Damit sind wir bei der nächsten Hürde, die es zu nehmen gilt: Kokzidien sind einzelligen Parasiten, die in praktisch jedem Kaninchendarm zu finden sind. Sie können bei geschwächten Tieren überhandnehmen und führen vor allem bei Jungtieren mit noch unreifem Immunsystem zu Verdauungsproblemen, schlechtem Wachstum und zum Tod. Die in vielen Fertigfuttern enthaltenen Kokzidienmittel bieten einen gewissen Schutz – solange die Parasiten nicht resistent dagegen sind. Kräuter mit ihrer Vielzahl an hemmenden Substanzen verunmöglichen hingegen den Parasiten eine Resistenzbildung. 
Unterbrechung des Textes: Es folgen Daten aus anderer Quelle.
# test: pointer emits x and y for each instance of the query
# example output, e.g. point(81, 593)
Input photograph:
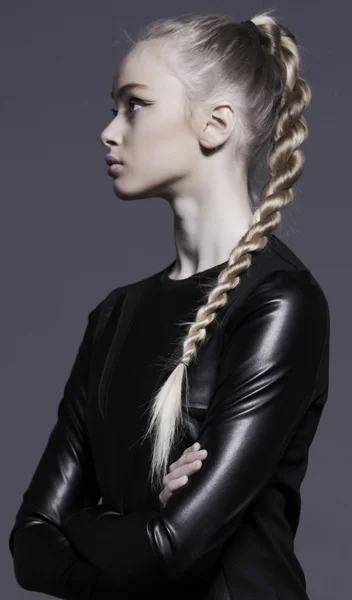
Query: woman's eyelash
point(134, 100)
Auch eine gesunde Darmflora hilft, Kokzidien in Schach zu halten, und nicht zuletzt strikte Hygiene im Stall. Kokzidien durchlaufen einen komplizierten Entwicklungszyklus. Wichtig ist zu wissen, dass mit dem Kot sogenannte Oozysten (befruchtete Eizellen) ausgeschieden werden. Diese müssen im Stall einige Tage reifen, damit sie bei Aufnahme durch das Kaninchen infektiöse Larven freisetzen können. Diese dringen in die Darmzellen ein und vollbringen dort ihr zerstörerisches Werk. Die Reifezeit der Oozysten hängt von der Umgebungstemperatur ab; man kann aber ungefähr mit zwei bis drei Tagen rechnen. Räumt man alle drei Tage den Mist aus dem Stall, reduziert man die Menge der reifen Oozysten stark und senkt auf diese einfache Weise den Infektionsdruck. 
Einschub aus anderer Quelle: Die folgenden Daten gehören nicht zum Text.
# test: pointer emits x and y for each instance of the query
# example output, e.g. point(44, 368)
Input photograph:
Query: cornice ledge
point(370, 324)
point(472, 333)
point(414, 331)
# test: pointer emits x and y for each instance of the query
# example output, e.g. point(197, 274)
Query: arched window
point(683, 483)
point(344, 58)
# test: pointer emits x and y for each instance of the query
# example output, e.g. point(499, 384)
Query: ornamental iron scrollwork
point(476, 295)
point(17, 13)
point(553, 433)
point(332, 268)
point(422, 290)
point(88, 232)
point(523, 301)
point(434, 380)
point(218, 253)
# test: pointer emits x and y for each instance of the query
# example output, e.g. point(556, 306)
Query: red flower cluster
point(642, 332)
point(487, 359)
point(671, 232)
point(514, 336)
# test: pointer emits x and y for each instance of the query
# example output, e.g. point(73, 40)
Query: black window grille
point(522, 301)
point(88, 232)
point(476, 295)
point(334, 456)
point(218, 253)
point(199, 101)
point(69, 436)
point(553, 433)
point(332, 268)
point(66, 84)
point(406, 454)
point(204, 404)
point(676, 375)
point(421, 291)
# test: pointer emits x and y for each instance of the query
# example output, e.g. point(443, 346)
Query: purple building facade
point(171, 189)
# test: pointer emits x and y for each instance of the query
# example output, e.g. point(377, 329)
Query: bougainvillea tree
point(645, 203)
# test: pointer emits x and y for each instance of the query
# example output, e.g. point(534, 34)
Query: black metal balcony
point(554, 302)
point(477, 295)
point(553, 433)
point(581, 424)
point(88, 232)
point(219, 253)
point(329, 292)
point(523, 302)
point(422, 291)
Frohwüchsigkeit ist genetisch angelegt
Viele Züchter sind stolz, wenn ihre Tiere frohwüchsig sind, das heisst, in kurzer Zeit viel Gewicht zulegen, und füttern ihnen deshalb grosse Mengen Kraftfutter. Das entspricht allerdings in keiner Weise der Physiologie des Kaninchens. Seine Verdauung ist an eher gehaltarme Nahrung angepasst, die Darmflora hilft, diese aufzuschliessen. Frohwüchsigkeit ist sicher eine positive Eigenschaft, muss aber in den Genen der Zuchtlinien stecken und kommt nicht aus dem Futtersack. So ist Zurückhaltung beim Kraftfutter empfehlenswert, denn ein Zuviel verändert die Darmflora: Während eine angepasste faserreiche Ernährung die «guten» Bakterien begünstigt, nehmen die problematischen Clostridien und Kolibakterien überhand, wenn man zu viel leicht verdauliche Kohlehydrate füttert.
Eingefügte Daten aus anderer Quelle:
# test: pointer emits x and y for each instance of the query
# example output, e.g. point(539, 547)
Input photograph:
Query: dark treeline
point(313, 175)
Clostridien sind verantwortlich für die tödliche Darmlähmung, die im Lauf der Enterocolitis, einer schweren Verdauungskrankheit der Jungtiere, auftreten kann. Zurückhaltung beim Kraftfutter, grosszügige Heugaben, gut gewählte Kräuter und Sauberkeit im Stall sind die besten Voraussetzungen für wenig Jungtierverluste.